Mayor Greg Dionne formally announced his intention to seek another term in office during Thursday’s State of the City address at the Ches Leach Lounge.
Dionne, who was first elected in 2012, will seek his third term when Prince Albert residents head to the polls this Fall. He told attendees that Prince Albert needed a new hospital, and he wanted to stay on and make sure the city got one.
“I’ve worked on this hospital project for a while, and I really want to see it carried through and built,” he explained.
Dionne added that he’s getting a lot of questions from residents about why he’s advocating for a new hospital over a second bridge. He joked that it’s because he’ll need a hospital if the provincial government ever promises one.
Election campaigns were just one of many items Dionne discussed during his roughly 45-minute speech. Most of it focused on infrastructure, however, the mayor also touched on housing and lot prices, Husky Energy’s community donations, the new University of Saskatchewan campus opening downtown, and Prince Albert’s crime rate.
Dionne blasted the justice system for allowing too many repeat offenders back on the streets, and called on the provincial and federal governments to help address the issue.
“We have a system that is failing us,” the mayor said. “Once the prisoners have left custody, they go into the justice system. Isn’t that funny. They call it the justice system. We have no justice. Most of the criminals that we deal with are repeat offenders and they are released from our court system.”
Dionne said the community faces a number of mental health challenges, which require outside partners and resources to meet. He views it as a province-wide problem, and he plans on raising the issue at the next SUMA convention, which starts on Feb. 2.
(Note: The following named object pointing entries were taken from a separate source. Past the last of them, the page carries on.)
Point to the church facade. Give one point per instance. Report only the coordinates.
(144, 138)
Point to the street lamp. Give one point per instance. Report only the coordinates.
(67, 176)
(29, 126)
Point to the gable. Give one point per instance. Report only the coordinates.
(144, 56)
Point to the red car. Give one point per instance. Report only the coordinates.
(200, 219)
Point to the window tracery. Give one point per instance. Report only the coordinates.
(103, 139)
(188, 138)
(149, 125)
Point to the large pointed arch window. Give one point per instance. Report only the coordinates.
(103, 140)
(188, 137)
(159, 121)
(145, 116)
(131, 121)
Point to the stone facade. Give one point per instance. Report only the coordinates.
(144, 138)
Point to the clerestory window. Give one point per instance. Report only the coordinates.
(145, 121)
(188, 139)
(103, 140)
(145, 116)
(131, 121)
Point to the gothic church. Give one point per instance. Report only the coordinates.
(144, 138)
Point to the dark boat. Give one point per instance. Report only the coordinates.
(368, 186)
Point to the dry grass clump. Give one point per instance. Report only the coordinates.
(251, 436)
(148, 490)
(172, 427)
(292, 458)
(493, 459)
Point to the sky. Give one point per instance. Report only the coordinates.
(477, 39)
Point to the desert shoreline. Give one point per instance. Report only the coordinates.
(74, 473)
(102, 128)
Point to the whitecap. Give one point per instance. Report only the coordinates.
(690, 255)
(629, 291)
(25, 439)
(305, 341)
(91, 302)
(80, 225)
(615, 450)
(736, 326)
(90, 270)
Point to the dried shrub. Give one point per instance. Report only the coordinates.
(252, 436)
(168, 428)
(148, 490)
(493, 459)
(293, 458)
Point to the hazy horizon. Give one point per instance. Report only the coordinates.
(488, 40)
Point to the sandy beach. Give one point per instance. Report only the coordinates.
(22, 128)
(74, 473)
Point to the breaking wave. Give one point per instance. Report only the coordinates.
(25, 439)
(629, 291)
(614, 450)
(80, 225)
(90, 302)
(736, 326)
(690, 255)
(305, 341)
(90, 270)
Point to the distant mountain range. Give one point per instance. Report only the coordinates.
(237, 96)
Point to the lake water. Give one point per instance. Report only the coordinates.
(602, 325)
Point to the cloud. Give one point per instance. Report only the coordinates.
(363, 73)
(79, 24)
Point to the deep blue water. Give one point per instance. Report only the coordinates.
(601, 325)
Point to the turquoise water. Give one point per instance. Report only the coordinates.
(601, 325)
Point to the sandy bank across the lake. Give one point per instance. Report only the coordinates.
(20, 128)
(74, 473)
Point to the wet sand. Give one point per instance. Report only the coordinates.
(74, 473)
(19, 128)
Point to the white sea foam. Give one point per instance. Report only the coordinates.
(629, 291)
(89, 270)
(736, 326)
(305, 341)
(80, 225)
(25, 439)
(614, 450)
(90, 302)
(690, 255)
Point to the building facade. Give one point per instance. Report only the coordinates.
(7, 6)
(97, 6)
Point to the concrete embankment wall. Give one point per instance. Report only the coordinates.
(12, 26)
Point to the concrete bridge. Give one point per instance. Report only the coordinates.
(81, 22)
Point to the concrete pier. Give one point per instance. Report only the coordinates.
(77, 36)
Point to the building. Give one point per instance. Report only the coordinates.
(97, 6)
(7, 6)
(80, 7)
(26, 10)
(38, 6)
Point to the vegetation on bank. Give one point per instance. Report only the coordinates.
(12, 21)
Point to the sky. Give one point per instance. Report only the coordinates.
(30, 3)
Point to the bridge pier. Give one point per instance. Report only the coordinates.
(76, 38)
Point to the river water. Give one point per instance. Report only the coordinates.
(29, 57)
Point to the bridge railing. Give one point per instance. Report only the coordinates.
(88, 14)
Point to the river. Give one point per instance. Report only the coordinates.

“No matter what city you live in in the province, when you look at the newspaper and it’s showing the Most Wanted, read what it says,” Dionne said during a short interview afterwards. “Breach of undertaking, breach of court order, breach of failure to show up. That’s the problem. They keep (getting) chance after chance to get out. They make more crime. They don’t show up for court and then we’re chasing them again.”
Dionne praised Prince Albert police for their work in combatting crime, but said police could not address the issue alone.
“Crime, of course, is also driven by poverty,” he said. “We have housing issues. We have job issues. Lots of things drive crime and the police by themselves cannot solve (the problem). It has to be a community effort.”
According to Statistics Canada, roughly one in five police reported crimes in Saskatchewan are “administration of justice offences.” That’s a broad category, which includes everything from escaping custody to breaching probation to failing to appear in court.
Nationally, roughly one in 10 police reported offences are administration of justice offences, however Statistics Canada notes that police departments are not always involved when these crimes are reported, so the true numbers are hard to determine.
Between 2004 and 2014, the number of administration of justice offences fell across Canada by 34 per cent. However, in 2016-17, failure to comply with court orders and breach of probation were still two of the top five most common offences in both youth and adult courts. The other three were theft, impaired driving and common assault.
Busy construction season ahead, warns mayor
This construction season could be one of the busiest ever, and that’s going to bring positives and negatives for Prince Albert businesses.
Dionne apologized in advance during his speech on Thursday, telling business owners there would be significant traffic congestion on Prince Albert’s main routes as city workers continue with road and infrastructure repairs.
“This is probably going to be one of our worst ‘stoppage of traffic for construction’ years,” he said. “We have that big (water) main coming down the hill and that will be all summer long. We have big projects in all our communities. We have our paving program.”
Dionne emphasized that in the long run, the benefits of the 2020 construction season would far outweigh the inconveniences. However, he also said the city is willing to help out business owners who are hit hard by lengthy projects.
“We’re helping them out with directional signage, we’ll see if we can open a lane quicker to let (traffic) in, and instead of doing 10 blocks at a time, we’re doing two—closing them up, opening them up, moving to the next two—instead of having that big stretch open,” he said afterwards. “We are working it, we understand the stress on business and travellers.”
The biggest project will be the West Hill Trunk Main, which will cost the city around $4 million. The water main runs from the top of 10th Street West near the hospital and down the hill down to 18th Street before veering off into a new subdivision the City’s planning. The current water main is already at 96 per cent capacity.
Prince Albert Chamber of Commerce CEO Elise Hildebrandt said business owners understand the need for large infrastructure projects like the West Hill Trunk Main. However, she it still makes life difficult for businesses as traffic slows or is rerouted to other areas of the city. She’s hoping the chamber can sit down with city representatives and find ways to cushion the impact.
“We do need to sit down and create some awareness for all of our businesses because although we had a room here of 365 people, but that’s not everyone,” she said.
“Yes, construction is annoying, but let’s be honest, that’s part of living in Saskatchewan.”
Despite the problems, Hildebrandt said there is a silver lining. When main thoroughfares are closed, it directs traffic to other parts of the city that visitors might not normally see. She said it gives residents a chance to show off some hidden gems in Prince Albert.
“If we take a look and do this creatively we can have a little bit of fun with it, I hope,” she said.